The Doctor’s Advocate | Second Quarter 2018
Director's Forum

Physician Burnout: Defining the Problems, Revealing the Solutions

Howard Marcus, MD, FACP

Howard Marcus MD

Howard Marcus, MD, is a board certified internal medicine physician who practices in Austin, Texas. He is chair of the Texas Alliance for Patient Access (a tort reform organization) and a member of and consultant to The Doctors Company Texas Advisory Board.

Physicians are perfectionistic, hardworking, and trained to put the patient first. The practice of medicine has always been stressful: Physicians manage patients in a world of diagnostic uncertainty and frequently difficult decision making. These factors have always been a part of medical practice, but in the past few decades, and at an accelerating pace, increasingly burdensome nonclinical demands and requirements have been placed upon physicians, particularly in primary care, filling the day with barriers and frustrations, and making a challenging job even more difficult.

The following list represents some of these demands and requirements.1

  • Learn workarounds to maneuver through electronic medical record (EMR) user interfaces; perform data entry that could, and should, be done by others (e.g., scribes); demonstrate meaningful use (MU); answer questions coming in through the EMR patient portal; and manage EMR drug interaction warnings, which are often clinically irrelevant and/or incorrect.
  • Hassle with payers over prior authorization issues.
  • Pick the correct diagnostic code from the more than 69,000 choices in ICD-10.
  • Conform to and report multiple quality measures (MACRA).
  • Fulfill maintenance of certification (MOC) requirements and perform tasks and tests to demonstrate competency.
  • Conform to HIPAA and state medical board regulations.
  • Fulfill complex evaluation and management (E&M) coding requirements.

When physicians are unable to recover and rebound from the ever-increasing demands of their medical practices, the result is often burnout, a chronic condition that is a normal response to an abnormal situation, but that brings with it negative psychological, physical, and cognitive effects.

Recognized as a leading measure of burnout, the Maslach Burnout Inventory (MBI) lists three characteristics of burnout:2

  • Emotional exhaustion: the feeling of being overextended and exhausted by one’s work.
  • Depersonalization: the feeling of losing a compassionate approach to patient care, which may lead to cynicism.
  • Loss of personal accomplishment: the feeling of loss of efficacy and competence.

A seminal paper, “Burnout and Satisfaction with Work-Life Balance Among US Physicians Relative to the General US Population,” was published in the Archives of Internal Medicine in 2012.3 This paper generated response by the lay press, including the New York Times and The Atlantic, thus demonstrating public interest and concern.
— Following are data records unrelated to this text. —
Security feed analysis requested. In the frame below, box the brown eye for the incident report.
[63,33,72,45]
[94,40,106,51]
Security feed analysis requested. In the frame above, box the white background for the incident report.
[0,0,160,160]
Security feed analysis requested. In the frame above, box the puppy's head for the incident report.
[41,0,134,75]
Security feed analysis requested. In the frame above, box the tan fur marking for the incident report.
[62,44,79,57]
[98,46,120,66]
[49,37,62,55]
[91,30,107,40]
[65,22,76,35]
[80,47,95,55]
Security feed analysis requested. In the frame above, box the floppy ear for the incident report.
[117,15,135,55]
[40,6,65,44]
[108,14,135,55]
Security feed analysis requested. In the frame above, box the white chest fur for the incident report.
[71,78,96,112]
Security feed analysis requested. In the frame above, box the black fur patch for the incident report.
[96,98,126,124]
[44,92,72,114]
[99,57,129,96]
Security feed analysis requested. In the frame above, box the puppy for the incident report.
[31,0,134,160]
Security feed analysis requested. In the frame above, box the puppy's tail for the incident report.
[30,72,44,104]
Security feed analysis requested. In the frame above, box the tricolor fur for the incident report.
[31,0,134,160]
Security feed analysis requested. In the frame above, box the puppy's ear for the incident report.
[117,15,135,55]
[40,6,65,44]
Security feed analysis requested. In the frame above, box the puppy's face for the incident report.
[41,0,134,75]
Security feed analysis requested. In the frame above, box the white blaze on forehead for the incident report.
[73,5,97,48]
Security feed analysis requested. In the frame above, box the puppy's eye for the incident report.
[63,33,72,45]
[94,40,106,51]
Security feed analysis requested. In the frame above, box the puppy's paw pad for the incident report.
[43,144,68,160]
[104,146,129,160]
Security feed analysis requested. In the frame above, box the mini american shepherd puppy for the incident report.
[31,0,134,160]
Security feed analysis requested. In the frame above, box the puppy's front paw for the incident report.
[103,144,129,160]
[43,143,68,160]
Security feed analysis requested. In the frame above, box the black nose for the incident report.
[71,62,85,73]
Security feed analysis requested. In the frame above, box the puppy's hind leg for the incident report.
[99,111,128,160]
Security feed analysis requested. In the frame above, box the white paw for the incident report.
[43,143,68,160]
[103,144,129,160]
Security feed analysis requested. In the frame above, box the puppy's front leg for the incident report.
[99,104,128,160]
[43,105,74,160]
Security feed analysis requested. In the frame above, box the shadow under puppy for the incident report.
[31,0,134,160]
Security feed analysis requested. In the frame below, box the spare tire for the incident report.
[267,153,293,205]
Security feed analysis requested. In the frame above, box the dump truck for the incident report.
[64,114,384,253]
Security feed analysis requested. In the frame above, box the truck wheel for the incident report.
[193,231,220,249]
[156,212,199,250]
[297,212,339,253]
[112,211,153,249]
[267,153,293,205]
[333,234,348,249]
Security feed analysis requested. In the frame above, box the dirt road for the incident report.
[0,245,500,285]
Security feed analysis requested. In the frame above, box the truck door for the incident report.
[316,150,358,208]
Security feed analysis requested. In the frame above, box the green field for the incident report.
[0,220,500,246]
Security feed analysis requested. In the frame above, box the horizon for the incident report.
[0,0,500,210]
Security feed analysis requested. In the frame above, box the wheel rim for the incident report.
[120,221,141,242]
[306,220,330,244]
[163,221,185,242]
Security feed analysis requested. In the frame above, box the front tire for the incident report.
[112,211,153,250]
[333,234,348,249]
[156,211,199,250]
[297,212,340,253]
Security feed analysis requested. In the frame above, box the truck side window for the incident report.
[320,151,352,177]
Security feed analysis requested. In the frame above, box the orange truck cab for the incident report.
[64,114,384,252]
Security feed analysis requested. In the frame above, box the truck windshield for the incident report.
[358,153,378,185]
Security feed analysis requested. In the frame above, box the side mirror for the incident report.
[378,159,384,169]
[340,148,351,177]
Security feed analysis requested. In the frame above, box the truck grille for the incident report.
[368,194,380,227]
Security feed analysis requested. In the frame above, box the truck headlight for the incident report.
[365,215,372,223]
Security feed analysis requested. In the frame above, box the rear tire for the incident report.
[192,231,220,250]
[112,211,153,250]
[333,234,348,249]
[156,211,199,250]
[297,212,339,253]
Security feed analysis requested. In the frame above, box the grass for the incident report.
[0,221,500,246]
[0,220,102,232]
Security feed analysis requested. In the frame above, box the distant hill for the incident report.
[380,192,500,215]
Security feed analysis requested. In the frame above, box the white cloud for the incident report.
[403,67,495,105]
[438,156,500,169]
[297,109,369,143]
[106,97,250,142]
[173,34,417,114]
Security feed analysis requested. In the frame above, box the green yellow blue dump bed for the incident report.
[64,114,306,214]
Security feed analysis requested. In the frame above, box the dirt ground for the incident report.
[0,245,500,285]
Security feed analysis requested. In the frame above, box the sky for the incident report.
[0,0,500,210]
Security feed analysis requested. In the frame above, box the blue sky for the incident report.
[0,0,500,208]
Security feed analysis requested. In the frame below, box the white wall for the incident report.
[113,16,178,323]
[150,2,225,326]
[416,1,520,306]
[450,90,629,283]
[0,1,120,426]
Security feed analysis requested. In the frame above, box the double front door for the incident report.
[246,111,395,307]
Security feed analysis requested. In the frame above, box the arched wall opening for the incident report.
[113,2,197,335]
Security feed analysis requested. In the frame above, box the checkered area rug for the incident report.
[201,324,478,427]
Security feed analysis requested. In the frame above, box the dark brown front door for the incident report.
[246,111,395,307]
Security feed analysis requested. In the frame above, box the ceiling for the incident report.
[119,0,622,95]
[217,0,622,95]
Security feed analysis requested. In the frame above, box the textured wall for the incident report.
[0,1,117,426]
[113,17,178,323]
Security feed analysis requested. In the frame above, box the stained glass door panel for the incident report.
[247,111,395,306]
The authors analyzed over 7,000 survey assessments using the MBI, and found that 45.8 percent of physicians reported at least one symptom of burnout, with the highest rates in family practice, general internal medicine, and emergency medicine. A further finding was that high levels of education and professional degrees seem to reduce the risk for burnout in fields outside of medicine, whereas a degree in medicine increases the risk of burnout. The authors concluded that “the fact that almost 1 in 2 US physicians has symptoms of burnout implies that the origins of this problem are rooted in the environment and care delivery system rather than the personal characteristics of a few susceptible individuals.”

Given the expansion in practice reporting requirements and increasing EMR use and complexity, it should be no surprise that a 2015 survey published by Mayo Clinic Proceedings 4 found that nearly 55 percent of 6,880 physicians reported burnout, and a 2016 survey conducted by the physician recruiter firm Merritt Hawkins reported that 49 percent “often or always” experience feelings of burnout.5

A 49 to 55 percent prevalence of burnout among physicians does not bode well for the delivery of healthcare—particularly primary care. Evidence also suggests the following:

  • That medical students are learning to stay away from primary care,6 and only one in 10 doctors recommends medicine as a career.7
  • That physicians already in practice are reducing the number of patients they are willing to see per clinical session, or are transitioning to part-time.8
  • That physicians are converting to concierge practices.9
  • That 50 percent of physicians over 50 aim to retire within five years.10
  • That physicians leave clinical practice for administrative positions.11

What are the effects of burnout on patient care? They are not good for either patient or doctor. To quote Dr. Donald Berwick, former administrator of the Centers for Medicare and Medicaid Services (CMS) and former chief executive officer of the Institute for Healthcare Improvement: “As joy in the workforce erodes, quality goes down.”12 For each one-point increase on the depersonalization dimension of the MBI, the likelihood of reporting an error increased by 11 percent,13 with obvious liability and medical board implications. In addition, patient satisfaction surveys, increasingly important for both practice marketing as well as compensation, reflect negatively on physicians who are dissatisfied with their work.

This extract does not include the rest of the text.